Azis menambahkan, PT Pindo Deli 3 di Kecamatan Pangkalan, Kabupaten Karawang, menimbun sebagian sisa kertas dan plastik di dalam kawasan industri, dan sebagian lagi di luar pabrik dan mengotori Sungai Citarum.
“Hal ini tentu mengecewakan. Padahal mulai Januari 2021 Indonesia telah meratifikasi ‘Basel Convention’ yang mengharuskan negara pengekspor sampah dengan potensi adanya sampah plastik pengotor, harus memberikan notifikasi kepada negara tujuan ekspor agar mau menerima konsekuensinya,” kecewa dia.
Terjadinya tumpukan sampah kertas plastik yang menggunung di PT Indah Kiat Tbk di Serang dan PT Pindo Deli 3 menunjukkan ketidakmampuan pengimpor dan melanggar UU 18/2008 karena melakukan ‘open dumping’ dan sisa ‘scrap plastic’.
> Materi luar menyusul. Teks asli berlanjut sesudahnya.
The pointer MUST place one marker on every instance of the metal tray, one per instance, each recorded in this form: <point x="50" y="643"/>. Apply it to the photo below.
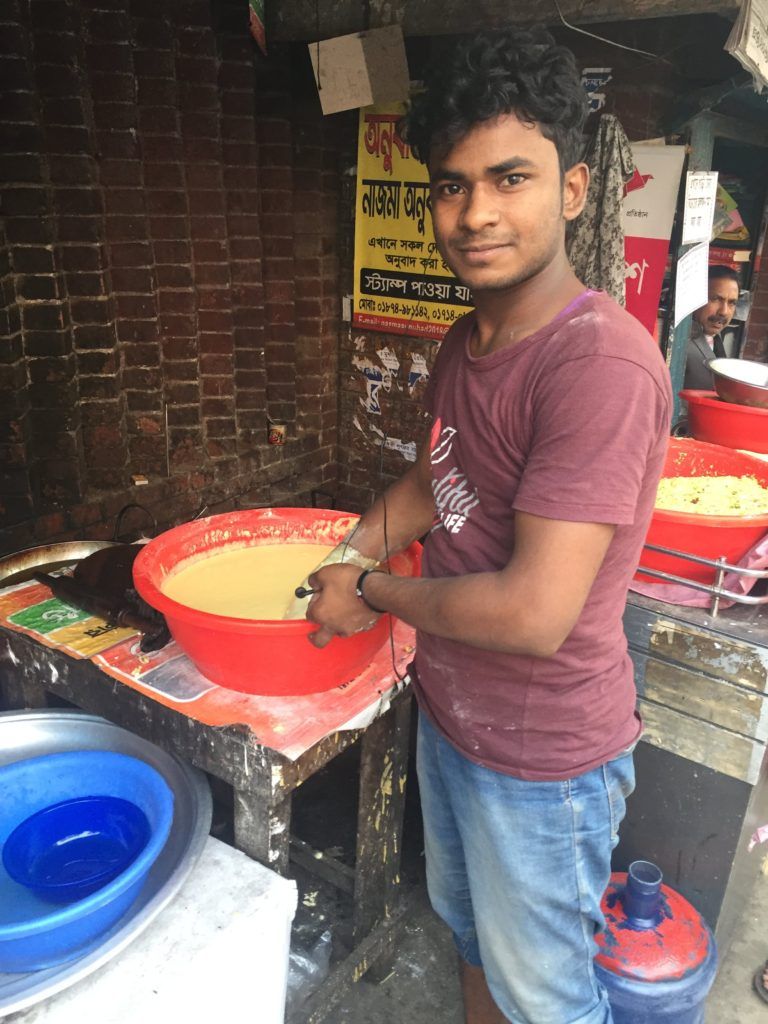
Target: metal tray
<point x="45" y="558"/>
<point x="29" y="733"/>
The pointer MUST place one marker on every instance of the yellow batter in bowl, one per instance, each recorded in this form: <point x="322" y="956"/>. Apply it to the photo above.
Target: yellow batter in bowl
<point x="245" y="583"/>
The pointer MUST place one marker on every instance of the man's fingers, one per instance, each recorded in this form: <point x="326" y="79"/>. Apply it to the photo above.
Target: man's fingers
<point x="322" y="637"/>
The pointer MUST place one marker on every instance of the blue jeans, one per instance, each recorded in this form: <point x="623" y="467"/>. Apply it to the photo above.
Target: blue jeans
<point x="517" y="869"/>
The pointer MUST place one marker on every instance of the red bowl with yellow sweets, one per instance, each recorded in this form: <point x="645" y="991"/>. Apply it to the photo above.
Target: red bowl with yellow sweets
<point x="270" y="656"/>
<point x="714" y="537"/>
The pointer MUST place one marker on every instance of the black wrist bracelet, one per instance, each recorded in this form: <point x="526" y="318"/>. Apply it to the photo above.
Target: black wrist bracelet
<point x="361" y="596"/>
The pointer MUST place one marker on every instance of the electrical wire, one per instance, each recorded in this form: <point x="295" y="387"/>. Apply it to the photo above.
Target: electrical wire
<point x="400" y="678"/>
<point x="602" y="39"/>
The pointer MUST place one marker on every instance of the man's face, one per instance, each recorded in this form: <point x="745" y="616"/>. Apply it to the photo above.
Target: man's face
<point x="720" y="309"/>
<point x="500" y="203"/>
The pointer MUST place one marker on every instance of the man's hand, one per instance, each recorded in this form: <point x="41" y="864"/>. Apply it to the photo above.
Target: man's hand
<point x="336" y="607"/>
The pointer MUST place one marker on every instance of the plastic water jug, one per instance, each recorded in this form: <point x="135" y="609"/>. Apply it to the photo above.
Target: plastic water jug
<point x="656" y="956"/>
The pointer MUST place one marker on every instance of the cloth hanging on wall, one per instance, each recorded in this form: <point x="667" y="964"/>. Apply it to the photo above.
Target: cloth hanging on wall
<point x="596" y="240"/>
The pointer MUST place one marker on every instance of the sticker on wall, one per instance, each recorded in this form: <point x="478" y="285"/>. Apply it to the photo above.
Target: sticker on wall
<point x="389" y="359"/>
<point x="418" y="372"/>
<point x="593" y="80"/>
<point x="407" y="449"/>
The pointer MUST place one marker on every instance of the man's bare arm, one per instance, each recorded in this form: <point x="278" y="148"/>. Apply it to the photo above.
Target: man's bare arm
<point x="529" y="607"/>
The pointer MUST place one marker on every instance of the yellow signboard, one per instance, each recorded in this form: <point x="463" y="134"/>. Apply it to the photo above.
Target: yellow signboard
<point x="401" y="284"/>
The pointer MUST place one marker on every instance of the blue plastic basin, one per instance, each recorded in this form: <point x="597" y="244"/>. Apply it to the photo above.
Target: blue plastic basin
<point x="33" y="935"/>
<point x="70" y="850"/>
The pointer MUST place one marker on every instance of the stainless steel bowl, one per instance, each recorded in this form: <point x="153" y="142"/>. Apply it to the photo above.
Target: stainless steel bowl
<point x="741" y="381"/>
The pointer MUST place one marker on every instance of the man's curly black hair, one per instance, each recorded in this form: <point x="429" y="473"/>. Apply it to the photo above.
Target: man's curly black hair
<point x="510" y="72"/>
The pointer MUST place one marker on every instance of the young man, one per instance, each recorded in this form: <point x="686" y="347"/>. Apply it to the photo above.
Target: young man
<point x="550" y="413"/>
<point x="705" y="343"/>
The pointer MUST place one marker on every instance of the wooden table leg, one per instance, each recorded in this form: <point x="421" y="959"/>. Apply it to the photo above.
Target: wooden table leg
<point x="380" y="811"/>
<point x="262" y="832"/>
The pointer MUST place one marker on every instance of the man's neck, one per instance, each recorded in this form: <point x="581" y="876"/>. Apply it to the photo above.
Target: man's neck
<point x="506" y="317"/>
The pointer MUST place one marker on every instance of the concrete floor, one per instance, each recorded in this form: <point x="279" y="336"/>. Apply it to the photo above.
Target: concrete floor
<point x="423" y="986"/>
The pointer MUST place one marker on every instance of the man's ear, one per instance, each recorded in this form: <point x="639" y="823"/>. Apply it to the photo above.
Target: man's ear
<point x="574" y="186"/>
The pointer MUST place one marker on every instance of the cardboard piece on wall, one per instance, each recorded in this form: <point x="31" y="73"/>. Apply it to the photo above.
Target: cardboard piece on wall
<point x="358" y="70"/>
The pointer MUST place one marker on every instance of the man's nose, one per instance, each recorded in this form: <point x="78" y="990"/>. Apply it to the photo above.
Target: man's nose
<point x="480" y="210"/>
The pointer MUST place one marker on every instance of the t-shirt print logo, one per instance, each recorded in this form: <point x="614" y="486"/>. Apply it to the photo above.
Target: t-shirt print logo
<point x="454" y="495"/>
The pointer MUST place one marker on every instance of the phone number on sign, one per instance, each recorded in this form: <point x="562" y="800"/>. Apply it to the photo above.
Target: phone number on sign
<point x="417" y="311"/>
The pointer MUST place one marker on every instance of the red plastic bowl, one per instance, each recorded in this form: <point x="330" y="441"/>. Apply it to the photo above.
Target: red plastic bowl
<point x="708" y="536"/>
<point x="256" y="655"/>
<point x="711" y="419"/>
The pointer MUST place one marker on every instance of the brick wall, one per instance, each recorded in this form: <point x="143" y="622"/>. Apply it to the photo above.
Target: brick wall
<point x="168" y="269"/>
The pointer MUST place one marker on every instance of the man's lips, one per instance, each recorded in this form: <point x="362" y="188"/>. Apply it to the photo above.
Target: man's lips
<point x="478" y="253"/>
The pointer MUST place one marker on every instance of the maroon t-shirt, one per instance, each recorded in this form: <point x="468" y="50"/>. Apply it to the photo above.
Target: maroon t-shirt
<point x="571" y="423"/>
Bahkan PT Ekamas Fortuna membiarkan penggunaan sisa ‘scrap plastic’ untuk dijadikan bahan bakar batu gamping di kecamatan Pagak, Kabupaten Malang.
Dari kebutuhan total sampah kertas untuk bahan baku industri kertas nasional, 50% atau sekitar 3 juta ton diimpor dari 52 negara dengan 7 negara pengekspor terbesar adalah Italia, Amerika Serikat, Jepang, Australia, Inggris, Belanda dan New Zealand.
30% impor sampah kertas diolah di Jawa Timur, sedangkan porsi terbesarnya yakni 70% digiling dan dimasak di Jawa Barat dan Banten. Sampah kertas yang diimpor tidak semuanya kertas namun lebih dari 20%-30% berupa sampah plastik yaitu ‘food packaging, household product, personal care’ dan sampah elektronik.
Pengotor yang tinggi menghasilkan serpihan plastik dan kertas dari sisa produksi yang bernilai ekonomi rendah dan tidak mungkin untuk didaur ulang, berakhir dengan di buang secara terbuka (‘open dumping’) atau di bakar.
“Sampah kertas yang kotor dan mengandung sampah plastik membuat limbah cair dari industri daur ulang sampah kertas ini mengandung mikroplastik yang mengotori sungai-sungai di Jawa. Minimnya pengawasan membuat mikroplastik di sungai-sungai ini telah mengkontaminasi ikan dan perairan pantai yang mengancam keamanan ‘seafood’ di Pulau Jawa,” tandasnya.